La presión sobre Kiev

De aquellas conversaciones surgió el plan de 28 puntos que Estados Unidos ha presentado como base para un acuerdo definitivo y que ha colocado a Ucrania bajo una presión sin precedentes. Washington llegó a amenazar con cortar el suministro de inteligencia militar si Kiev se negaba a aceptar el marco general del pacto. Solo tras negociaciones de última hora con el secretario de Estado, Marco Rubio, Zelenski logró suavizar algunos puntos.

El borrador inicial incluía exigencias de enorme calado, como la retirada de tropas ucranianas de partes del Donbás que Rusia no ha logrado conquistar por la vía militar, la creación de una zona desmilitarizada reconocida internacionalmente como territorio ruso, el reconocimiento de facto de Crimea, Lugansk y Donetsk como parte de la Rusia y la congelación del frente en regiones como Jersón y Zaporiyia. Ucrania y sus aliados europeos han insistido en que cualquier alto el fuego debe respetar las líneas actuales del frente, sin cesiones territoriales adicionales.
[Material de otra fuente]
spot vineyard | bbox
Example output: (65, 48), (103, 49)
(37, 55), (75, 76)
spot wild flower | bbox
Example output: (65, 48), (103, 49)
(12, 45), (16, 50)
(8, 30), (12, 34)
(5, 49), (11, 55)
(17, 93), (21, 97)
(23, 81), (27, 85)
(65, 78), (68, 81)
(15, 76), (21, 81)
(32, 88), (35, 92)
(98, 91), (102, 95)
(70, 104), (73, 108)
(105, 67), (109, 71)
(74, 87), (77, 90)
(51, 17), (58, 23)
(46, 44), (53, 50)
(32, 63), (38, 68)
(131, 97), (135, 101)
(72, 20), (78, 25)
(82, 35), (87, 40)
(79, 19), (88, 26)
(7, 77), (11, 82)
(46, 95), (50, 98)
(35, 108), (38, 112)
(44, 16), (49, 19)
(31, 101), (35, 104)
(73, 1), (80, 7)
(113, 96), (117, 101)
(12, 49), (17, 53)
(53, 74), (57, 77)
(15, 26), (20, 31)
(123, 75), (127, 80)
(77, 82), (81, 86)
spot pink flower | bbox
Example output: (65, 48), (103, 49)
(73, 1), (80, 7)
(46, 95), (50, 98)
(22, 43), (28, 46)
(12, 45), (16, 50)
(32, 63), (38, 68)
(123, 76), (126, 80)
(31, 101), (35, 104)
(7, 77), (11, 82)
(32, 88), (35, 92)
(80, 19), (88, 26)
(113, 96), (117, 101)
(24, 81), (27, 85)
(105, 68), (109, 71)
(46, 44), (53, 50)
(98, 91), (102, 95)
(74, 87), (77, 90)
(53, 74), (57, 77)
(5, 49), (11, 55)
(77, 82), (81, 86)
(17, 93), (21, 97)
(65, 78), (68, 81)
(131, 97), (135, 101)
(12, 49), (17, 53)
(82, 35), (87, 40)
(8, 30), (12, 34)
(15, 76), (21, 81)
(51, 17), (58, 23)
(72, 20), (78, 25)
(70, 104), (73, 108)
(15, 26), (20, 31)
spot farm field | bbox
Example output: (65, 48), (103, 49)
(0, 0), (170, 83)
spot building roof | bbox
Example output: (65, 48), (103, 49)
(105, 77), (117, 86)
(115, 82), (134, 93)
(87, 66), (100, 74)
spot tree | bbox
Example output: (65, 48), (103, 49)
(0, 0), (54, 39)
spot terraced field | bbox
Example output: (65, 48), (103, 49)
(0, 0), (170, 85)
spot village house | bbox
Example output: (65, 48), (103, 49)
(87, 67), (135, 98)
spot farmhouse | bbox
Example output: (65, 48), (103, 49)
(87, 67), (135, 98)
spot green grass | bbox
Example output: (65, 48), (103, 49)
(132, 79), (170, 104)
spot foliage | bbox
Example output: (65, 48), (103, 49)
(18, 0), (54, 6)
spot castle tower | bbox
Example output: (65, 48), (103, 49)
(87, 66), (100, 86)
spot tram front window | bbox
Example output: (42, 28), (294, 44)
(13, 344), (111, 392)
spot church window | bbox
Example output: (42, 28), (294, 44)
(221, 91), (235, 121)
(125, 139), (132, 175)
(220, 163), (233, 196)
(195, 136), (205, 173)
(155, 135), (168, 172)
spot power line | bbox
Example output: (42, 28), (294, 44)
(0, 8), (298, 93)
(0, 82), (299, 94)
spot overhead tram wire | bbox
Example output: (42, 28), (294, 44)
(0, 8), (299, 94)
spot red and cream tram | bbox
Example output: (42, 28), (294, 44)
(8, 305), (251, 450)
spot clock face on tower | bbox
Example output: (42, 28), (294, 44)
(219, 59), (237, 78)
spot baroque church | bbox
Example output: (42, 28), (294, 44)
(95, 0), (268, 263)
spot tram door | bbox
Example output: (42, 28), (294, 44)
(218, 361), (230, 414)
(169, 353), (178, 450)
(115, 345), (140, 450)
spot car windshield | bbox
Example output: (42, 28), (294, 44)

El presidente de Estados Unidos, Donald Trump, se reúne con el presidente ucraniano, Volodimir Zelenski (izq.), en el Salón del Gabinete

El presidente de Estados Unidos, Donald Trump, se reúne con el presidente ucraniano, Volodimir Zelenski (izq.), en el Salón del GabineteAFP

Mucho de ese perímetro ya aparecía esbozado en la conversación de octubre, cuando Witkoff afirmó que «sabía lo que hacía falta para cerrar el acuerdo». «Donetsk y quizá un intercambio de tierras en otro lugar. Pero en vez de hablar así, prefiero que lo hagamos de forma más esperanzadora», le dijó a Ushakov, que aseguró que eso «sonaba bien».
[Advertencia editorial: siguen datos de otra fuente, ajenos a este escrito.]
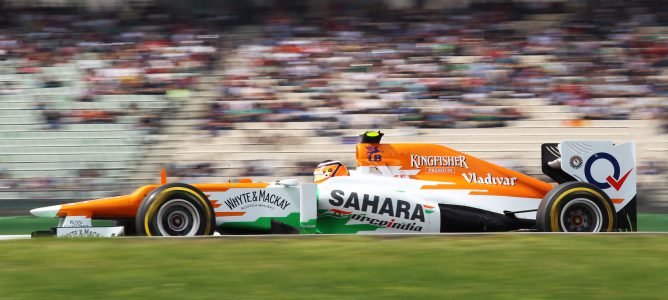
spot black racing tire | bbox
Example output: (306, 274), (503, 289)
(536, 181), (617, 232)
(111, 219), (137, 236)
(135, 183), (216, 236)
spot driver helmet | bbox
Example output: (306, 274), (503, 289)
(313, 160), (350, 183)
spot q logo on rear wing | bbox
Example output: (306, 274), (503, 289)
(584, 152), (633, 191)
(559, 140), (636, 208)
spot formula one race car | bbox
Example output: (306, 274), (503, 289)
(31, 132), (637, 236)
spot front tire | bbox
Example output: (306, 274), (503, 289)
(135, 183), (215, 236)
(536, 181), (617, 232)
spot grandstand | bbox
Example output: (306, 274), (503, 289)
(0, 1), (668, 210)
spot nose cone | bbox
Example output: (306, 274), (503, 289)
(30, 205), (61, 218)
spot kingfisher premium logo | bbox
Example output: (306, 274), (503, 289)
(411, 155), (469, 169)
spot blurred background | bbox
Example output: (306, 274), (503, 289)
(0, 0), (668, 216)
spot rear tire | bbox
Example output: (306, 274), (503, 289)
(536, 181), (617, 232)
(135, 183), (215, 236)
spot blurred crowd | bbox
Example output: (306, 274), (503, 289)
(208, 3), (668, 134)
(0, 10), (218, 94)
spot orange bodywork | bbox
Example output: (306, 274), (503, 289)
(56, 182), (269, 219)
(356, 144), (552, 199)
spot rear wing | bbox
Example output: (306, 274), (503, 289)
(541, 140), (637, 230)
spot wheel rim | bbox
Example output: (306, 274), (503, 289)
(559, 198), (603, 232)
(156, 199), (200, 236)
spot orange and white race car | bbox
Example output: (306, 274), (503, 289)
(31, 132), (636, 236)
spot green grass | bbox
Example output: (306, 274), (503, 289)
(0, 234), (668, 300)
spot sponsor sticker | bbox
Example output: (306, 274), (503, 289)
(411, 155), (469, 173)
(462, 172), (517, 186)
(568, 155), (584, 169)
(584, 152), (633, 191)
(223, 190), (291, 210)
(329, 190), (431, 222)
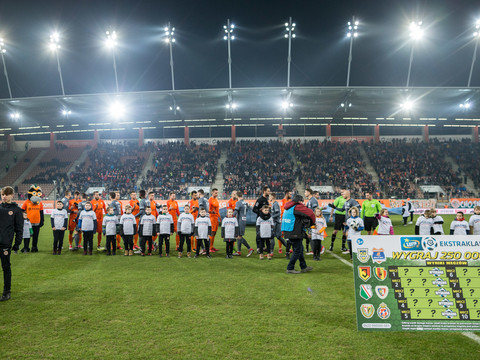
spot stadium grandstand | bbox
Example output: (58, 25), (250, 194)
(0, 87), (480, 199)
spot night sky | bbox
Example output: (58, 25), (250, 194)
(0, 0), (480, 98)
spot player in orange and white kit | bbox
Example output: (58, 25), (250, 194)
(227, 190), (238, 211)
(278, 190), (292, 254)
(90, 191), (107, 250)
(68, 191), (82, 250)
(189, 190), (198, 251)
(208, 189), (222, 253)
(167, 192), (180, 251)
(128, 191), (140, 249)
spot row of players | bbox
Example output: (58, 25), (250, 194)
(415, 206), (480, 235)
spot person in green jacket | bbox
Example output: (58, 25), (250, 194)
(360, 192), (382, 235)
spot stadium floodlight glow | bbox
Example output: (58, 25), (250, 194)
(164, 23), (175, 90)
(223, 19), (235, 89)
(347, 16), (360, 87)
(407, 21), (424, 87)
(0, 39), (12, 99)
(285, 16), (296, 88)
(108, 101), (126, 118)
(105, 30), (119, 92)
(400, 100), (415, 111)
(467, 20), (480, 87)
(49, 32), (65, 96)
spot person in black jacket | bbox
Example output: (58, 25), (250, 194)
(0, 186), (23, 301)
(282, 195), (315, 274)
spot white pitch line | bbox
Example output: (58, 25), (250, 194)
(327, 250), (480, 344)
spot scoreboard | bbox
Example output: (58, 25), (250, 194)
(352, 236), (480, 331)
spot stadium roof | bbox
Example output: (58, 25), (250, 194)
(0, 87), (480, 138)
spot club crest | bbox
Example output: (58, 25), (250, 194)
(360, 304), (375, 319)
(373, 267), (387, 281)
(357, 248), (370, 263)
(372, 249), (387, 264)
(358, 266), (372, 281)
(375, 285), (388, 300)
(360, 284), (373, 300)
(377, 303), (390, 320)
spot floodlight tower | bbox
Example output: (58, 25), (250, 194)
(285, 16), (296, 88)
(105, 30), (119, 92)
(407, 21), (423, 87)
(0, 39), (12, 99)
(49, 32), (65, 96)
(223, 19), (235, 89)
(347, 16), (359, 87)
(164, 22), (175, 90)
(466, 20), (480, 87)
A día de hoy, no está claro hasta qué punto las propuestas concretas de Rusia influyeron directamente en la redacción final del plan estadounidense. Lo que sí parece evidente es que el esquema del acuerdo nació de una coordinación temprana entre Washington y el Kremlin, al margen de Ucrania y de los socios europeos.
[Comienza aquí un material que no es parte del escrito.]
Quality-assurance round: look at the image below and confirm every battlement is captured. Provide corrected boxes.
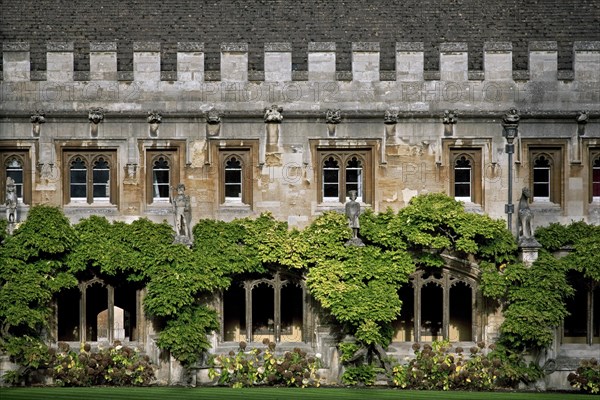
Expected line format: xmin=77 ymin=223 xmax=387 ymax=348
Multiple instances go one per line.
xmin=2 ymin=41 xmax=600 ymax=83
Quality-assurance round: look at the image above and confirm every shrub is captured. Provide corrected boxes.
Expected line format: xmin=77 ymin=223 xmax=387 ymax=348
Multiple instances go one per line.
xmin=390 ymin=341 xmax=541 ymax=390
xmin=567 ymin=358 xmax=600 ymax=394
xmin=48 ymin=345 xmax=154 ymax=386
xmin=209 ymin=342 xmax=321 ymax=388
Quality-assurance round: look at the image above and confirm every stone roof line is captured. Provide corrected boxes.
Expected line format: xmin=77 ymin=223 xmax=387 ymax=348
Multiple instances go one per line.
xmin=1 ymin=41 xmax=600 ymax=82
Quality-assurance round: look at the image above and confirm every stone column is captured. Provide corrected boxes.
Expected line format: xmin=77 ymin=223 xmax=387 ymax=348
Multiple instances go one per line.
xmin=90 ymin=42 xmax=117 ymax=81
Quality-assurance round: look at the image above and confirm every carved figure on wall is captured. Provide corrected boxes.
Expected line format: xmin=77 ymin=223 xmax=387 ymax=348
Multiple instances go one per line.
xmin=4 ymin=176 xmax=19 ymax=225
xmin=264 ymin=104 xmax=283 ymax=123
xmin=383 ymin=108 xmax=398 ymax=124
xmin=325 ymin=109 xmax=342 ymax=124
xmin=206 ymin=109 xmax=221 ymax=125
xmin=171 ymin=183 xmax=192 ymax=242
xmin=442 ymin=110 xmax=458 ymax=124
xmin=518 ymin=187 xmax=533 ymax=239
xmin=346 ymin=190 xmax=364 ymax=246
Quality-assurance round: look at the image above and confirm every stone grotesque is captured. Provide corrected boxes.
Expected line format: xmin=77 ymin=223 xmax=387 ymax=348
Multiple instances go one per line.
xmin=88 ymin=108 xmax=104 ymax=125
xmin=264 ymin=104 xmax=283 ymax=124
xmin=148 ymin=111 xmax=162 ymax=124
xmin=171 ymin=183 xmax=192 ymax=244
xmin=325 ymin=109 xmax=342 ymax=124
xmin=147 ymin=111 xmax=162 ymax=137
xmin=30 ymin=110 xmax=46 ymax=137
xmin=502 ymin=108 xmax=521 ymax=125
xmin=383 ymin=108 xmax=398 ymax=125
xmin=206 ymin=110 xmax=221 ymax=125
xmin=575 ymin=110 xmax=590 ymax=124
xmin=518 ymin=187 xmax=533 ymax=240
xmin=4 ymin=176 xmax=19 ymax=234
xmin=346 ymin=190 xmax=364 ymax=246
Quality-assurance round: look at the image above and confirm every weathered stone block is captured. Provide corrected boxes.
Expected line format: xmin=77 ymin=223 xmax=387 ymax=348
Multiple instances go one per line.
xmin=308 ymin=42 xmax=336 ymax=81
xmin=221 ymin=43 xmax=248 ymax=82
xmin=396 ymin=42 xmax=425 ymax=82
Por su parte, Putin ha confirmado públicamente que recibió el plan y que lo considera una base válida para negociar, aunque admite que aún no se ha discutido en detalle. Trump, mientras tanto, ha asumido el papel de árbitro y vendedor del acuerdo: «Tienes que convencer a cada parte de ceder algo. Eso hace un negociador», explicó al ser preguntado por la llamada de su enviado. Mañana, cuando venza el plazo a Zelenski, se sabrá si sus intentos han convencido a alguien, aunque Trump ya ha planteado una reunión en Moscú la próxima semana entre Putin y Witkoff, como no podía ser de otra manera.